Most trash collected each year by International Coastal Cleanup volunteers is made of plastic.
In a short time, disposable plastics have become the new normal and created a new form of pollution.
Billions of disposable and single-use plastic bags, straws, bottles, utensils, lids, cups, diapers and many other products are crammed into landfills and are polluting streams, lakes, beaches and the ocean.
While the ICC creates awareness of the extent of marine debris, preventing and solving this pollution must address the underlying unsustainable production and consumption patterns that are responsible for this problem. The fact is that plastic does not decompose.
Unfortunately, taking voluntary actions, because it’s the right thing to do, doesn’t work when there are more than seven billion people. Bans and fees on disposable plastics won’t solve the problem, either, unless they are done uniformly in every city, state and country around the world.
Illinois became the first state to ban plastic microbeads in personal care products and California recently banned plastic bags. However, plastic pollution will still impact these states since it travels from other states and countries to their shores, and the ocean and water resources we all share.
Requiring businesses to take responsibility for their products’ end-of-life impacts is the best solution. It redistributes the burden from governments and individuals to producers. Extended Producer Responsibility (EPR) and clear performance standards would encourage innovation that provides consumers with more durable products and less waste.
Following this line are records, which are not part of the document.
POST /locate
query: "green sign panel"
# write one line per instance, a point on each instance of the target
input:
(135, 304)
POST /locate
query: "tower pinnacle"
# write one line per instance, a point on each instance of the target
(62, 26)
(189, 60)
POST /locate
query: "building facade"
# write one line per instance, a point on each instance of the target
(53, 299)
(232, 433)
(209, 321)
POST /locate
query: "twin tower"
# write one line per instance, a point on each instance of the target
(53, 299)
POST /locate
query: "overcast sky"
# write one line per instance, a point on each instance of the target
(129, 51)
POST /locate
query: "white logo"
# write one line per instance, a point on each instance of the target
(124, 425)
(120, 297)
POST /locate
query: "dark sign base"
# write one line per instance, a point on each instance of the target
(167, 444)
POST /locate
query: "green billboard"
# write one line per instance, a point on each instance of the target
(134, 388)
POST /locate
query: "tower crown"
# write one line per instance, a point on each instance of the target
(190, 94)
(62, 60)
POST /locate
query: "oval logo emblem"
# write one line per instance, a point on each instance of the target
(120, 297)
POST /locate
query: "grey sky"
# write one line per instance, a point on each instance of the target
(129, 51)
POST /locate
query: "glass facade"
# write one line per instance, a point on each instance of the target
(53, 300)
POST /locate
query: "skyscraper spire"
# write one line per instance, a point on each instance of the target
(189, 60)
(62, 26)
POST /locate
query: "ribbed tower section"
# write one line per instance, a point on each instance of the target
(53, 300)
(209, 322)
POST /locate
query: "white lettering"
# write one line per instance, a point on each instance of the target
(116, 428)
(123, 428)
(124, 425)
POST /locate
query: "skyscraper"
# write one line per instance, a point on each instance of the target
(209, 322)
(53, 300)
Reusable steel and glass bottles, cloth grocery bags and green chemistry can move us to a more sustainable society whose goal should be zero waste.
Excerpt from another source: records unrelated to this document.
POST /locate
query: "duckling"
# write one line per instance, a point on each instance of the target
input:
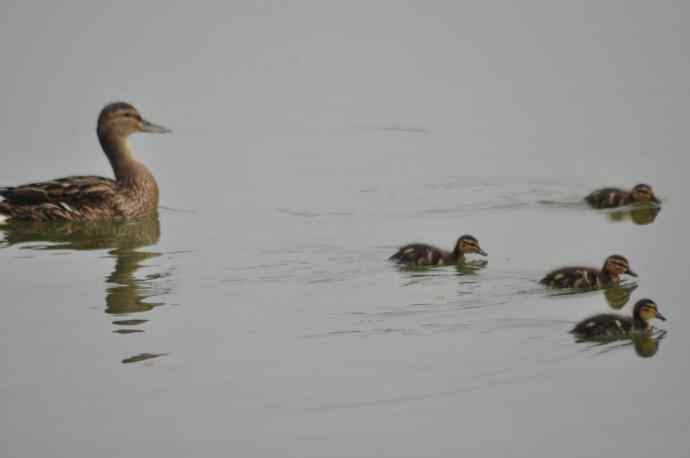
(589, 277)
(614, 325)
(615, 197)
(420, 254)
(133, 192)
And with proper recovery, events like the ICC become unnecessary.
But you don’t have to wait to start tackling this serious issue. Start by volunteering this Saturday at an ICC site near you and do the following:
1. Refuse all disposable plastics.
2. Reduce plastic and other waste. Replace them with reusable products. Buy products with little or no packaging, and products made from recycled materials like glass and aluminum, which can be reused and recycled indefinitely.
4. Don’t litter — dispose of your waste properly. (This includes cigarette butts).
5. Urge your local, state and national leaders to take steps to reduce plastic pollution.